Scaling and superscaling solutions from the functional renormalization group

TL;DR

This paper investigates the fixed points and scaling solutions of scalar models with and without supersymmetry using functional renormalization group methods, revealing their connection to conformal field theories and universality classes across different dimensions.

Contribution

It introduces new analytic and numerical techniques to analyze the fixed points, spectrum, and critical exponents of scalar models, including supersymmetric cases, across various dimensions.

Findings

Identification of fixed points as minimal models in 2D

Connection of solutions to Wilson-Fisher universality in 3D

Determination of critical dimensions where universality classes change

Abstract

We study the renormalization group flow of $\mathbb{Z}_2$-invariant supersymmetric and non-supersymmetric scalar models in the local potential approximation using functional renormalization group methods.
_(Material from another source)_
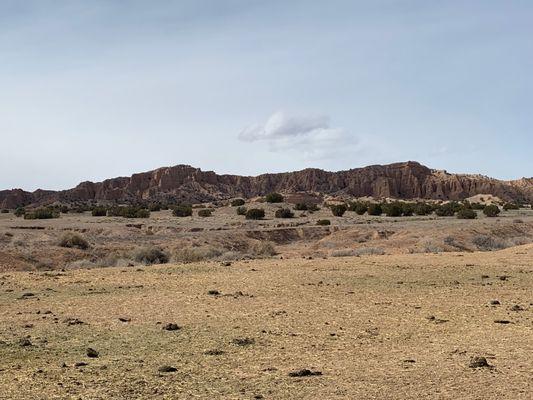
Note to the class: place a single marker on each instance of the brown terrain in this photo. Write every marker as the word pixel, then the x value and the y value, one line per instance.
pixel 369 307
pixel 184 183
We focus our attention to the fixed points of the renormalization group flow of these models, which emerge as scaling solutions. In two dimensions these solutions are interpreted as the minimal (supersymmetric) models of conformal field theory, while in three dimension they are manifestations of the Wilson-Fisher universality class and its supersymmetric counterpart. We also study the analytically continued flow in fractal dimensions between 2 and 4 and determine the critical dimensions for which irrelevant operators become relevant and change the universality class of the scaling solution. We also include novel analytic and numerical investigations of the properties that determine the occurrence of the scaling solutions within the method. For each solution we offer new techniques to compute the spectrum of the deformations and obtain the corresponding critical exponents.